Policy

In the House, Full Speed Ahead on Defense Spending

House Armed Services Chairman Mac Thornberry, R-Texas, wants to increase defense spending. It might not be that simple. (Bill Clark/CQ Roll Call File Photo)

House Armed Services Chairman Mac Thornberry says he is “moving forward” to mark up a fiscal 2018 defense authorization bill the week before the Independence Day recess at about $705 billion.

But, the Texas Republican said, talks are ongoing among senior lawmakers and it is “possible” there could be “some adjustment” to that amount.

“If, in the next several days, we get Budget and Appropriations and our committee on the same page, which includes not just what we spend this year but the next several years, our folks would look at it,” he told reporters on Thursday.

For now, then, Thornberry is setting up a defense policy measure (HR 2810) that would authorize spending $640 billion for the base budget and, he revealed, about $65 billion for war accounts.

The $705 billion total would be $37 billion more than the president requested.
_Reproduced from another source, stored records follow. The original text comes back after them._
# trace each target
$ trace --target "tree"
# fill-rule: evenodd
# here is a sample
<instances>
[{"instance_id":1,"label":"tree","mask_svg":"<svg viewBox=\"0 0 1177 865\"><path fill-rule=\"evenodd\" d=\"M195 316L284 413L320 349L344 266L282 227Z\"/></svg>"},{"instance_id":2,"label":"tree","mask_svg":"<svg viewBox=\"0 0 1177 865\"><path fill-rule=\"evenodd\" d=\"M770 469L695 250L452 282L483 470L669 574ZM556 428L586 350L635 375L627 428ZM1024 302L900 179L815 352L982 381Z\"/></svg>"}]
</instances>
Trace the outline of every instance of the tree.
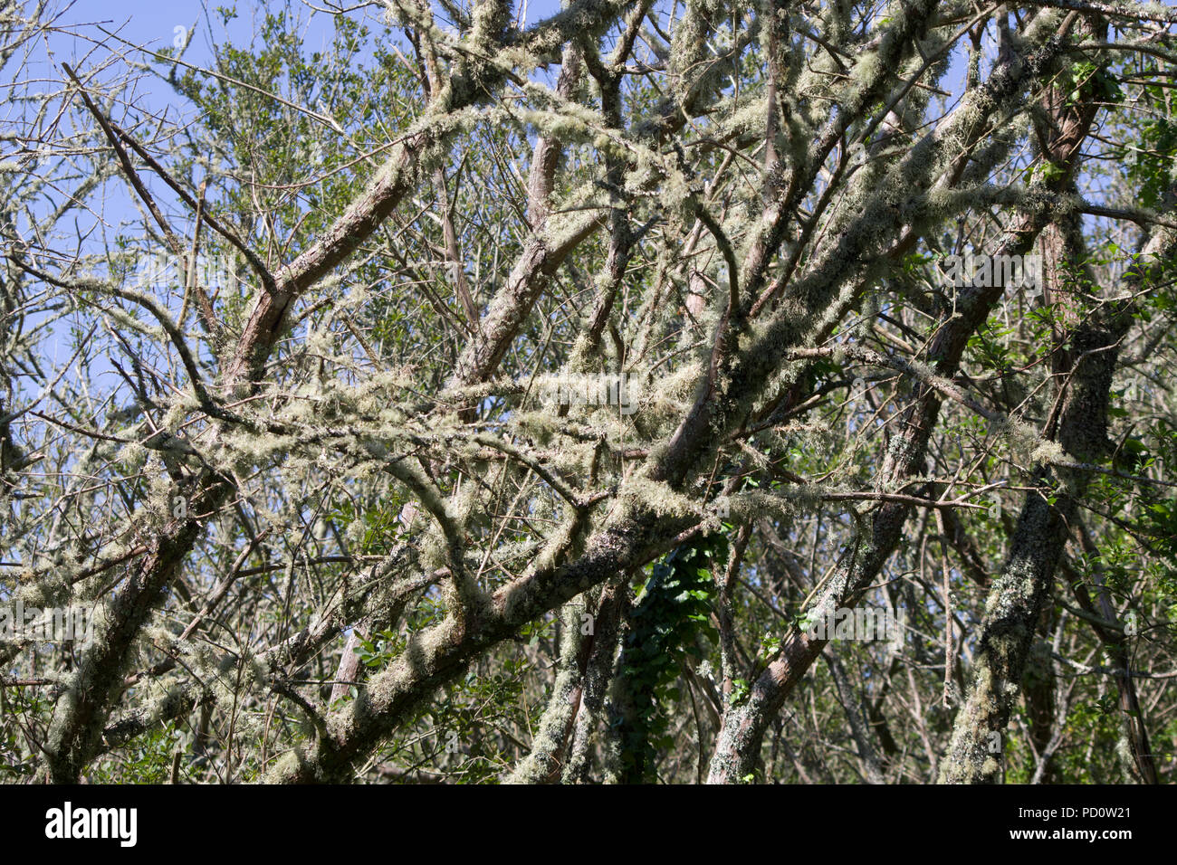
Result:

More importantly, the base budget figure is $91 billion more than the budget cap in law allows.

The cap in law applies to appropriators, not authorizers like Thornberry, he noted.

The upshot is that, barring a major new budget deal in the very near future that is orders of magnitude friendlier to the Pentagon than any that has happened so far, Thornberry’s measure will effectively represent a pie-in-the-sky wish list more than an authorization of likely spending levels.
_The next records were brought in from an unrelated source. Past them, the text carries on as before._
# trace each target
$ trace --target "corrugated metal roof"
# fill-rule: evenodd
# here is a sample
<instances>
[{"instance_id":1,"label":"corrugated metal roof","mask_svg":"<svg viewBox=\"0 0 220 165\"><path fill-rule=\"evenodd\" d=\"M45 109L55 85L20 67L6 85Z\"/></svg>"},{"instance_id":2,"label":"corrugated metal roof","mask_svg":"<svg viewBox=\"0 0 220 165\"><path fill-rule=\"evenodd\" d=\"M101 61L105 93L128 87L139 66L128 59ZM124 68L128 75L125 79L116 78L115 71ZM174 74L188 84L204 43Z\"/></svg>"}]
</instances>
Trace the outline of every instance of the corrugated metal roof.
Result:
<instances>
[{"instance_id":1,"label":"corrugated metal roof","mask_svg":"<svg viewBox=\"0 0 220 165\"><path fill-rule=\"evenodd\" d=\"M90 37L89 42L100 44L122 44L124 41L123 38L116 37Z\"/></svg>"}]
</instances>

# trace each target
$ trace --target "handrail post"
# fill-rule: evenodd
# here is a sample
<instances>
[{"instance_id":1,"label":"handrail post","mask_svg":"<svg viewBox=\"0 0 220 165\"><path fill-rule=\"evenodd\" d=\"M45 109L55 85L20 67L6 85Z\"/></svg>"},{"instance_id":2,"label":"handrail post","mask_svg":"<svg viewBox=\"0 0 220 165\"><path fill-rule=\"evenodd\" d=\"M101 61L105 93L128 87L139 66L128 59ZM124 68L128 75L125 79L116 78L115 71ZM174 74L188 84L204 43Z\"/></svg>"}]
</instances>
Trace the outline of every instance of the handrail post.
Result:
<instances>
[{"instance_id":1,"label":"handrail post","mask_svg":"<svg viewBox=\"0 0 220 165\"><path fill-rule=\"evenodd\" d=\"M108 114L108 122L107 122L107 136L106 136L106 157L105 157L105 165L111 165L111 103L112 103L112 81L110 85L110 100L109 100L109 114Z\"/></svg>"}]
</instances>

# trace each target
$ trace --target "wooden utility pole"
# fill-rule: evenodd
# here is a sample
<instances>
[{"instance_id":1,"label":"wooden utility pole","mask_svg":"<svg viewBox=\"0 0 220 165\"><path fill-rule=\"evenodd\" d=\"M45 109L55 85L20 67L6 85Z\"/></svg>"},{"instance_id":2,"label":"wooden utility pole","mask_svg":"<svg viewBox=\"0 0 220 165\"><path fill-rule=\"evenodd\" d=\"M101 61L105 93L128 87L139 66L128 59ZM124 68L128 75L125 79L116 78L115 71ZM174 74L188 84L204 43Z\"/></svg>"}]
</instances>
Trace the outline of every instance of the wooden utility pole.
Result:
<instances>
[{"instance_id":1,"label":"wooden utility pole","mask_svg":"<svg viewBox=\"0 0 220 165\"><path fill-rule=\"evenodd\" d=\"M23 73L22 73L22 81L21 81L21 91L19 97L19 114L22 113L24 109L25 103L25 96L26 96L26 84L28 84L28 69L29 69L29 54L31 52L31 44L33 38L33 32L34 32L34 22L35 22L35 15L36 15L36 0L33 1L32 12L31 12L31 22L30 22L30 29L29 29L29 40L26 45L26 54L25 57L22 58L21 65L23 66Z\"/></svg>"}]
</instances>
Thornberry said he could not countenance recommending a smaller defense budget. He underscored the bill’s higher pay raise for troops; its requirements for a larger Army, Navy and Air Force; its proposals to streamline Pentagon acquisitions; its stress on improving readiness; and its authorization of more spending on missile defense and shipbuilding than the administration sought.

He also pointed to the fact that it would authorize increased spending for cyber programs, Asia-Pacific defenses and restocking inventories of key munitions.

He noted, too, that the full committee bill does not authorize another round of base closures.

Thornberry also outlined parts of the bill that had not been previously disclosed.

The roughly $65 billion war authorization had not been confirmed, though it does not come as a surprise. He acknowledged the figure could change based on changes to troop levels in Afghanistan, among other possible variables.

Thornberry also revealed that the measure would require that the European Defense Initiative, a program to bolster U.S. and allied forces in Eastern Europe, would move to the base budget from the overseas account. He said the change reflects the fact that the initiative is an abiding program.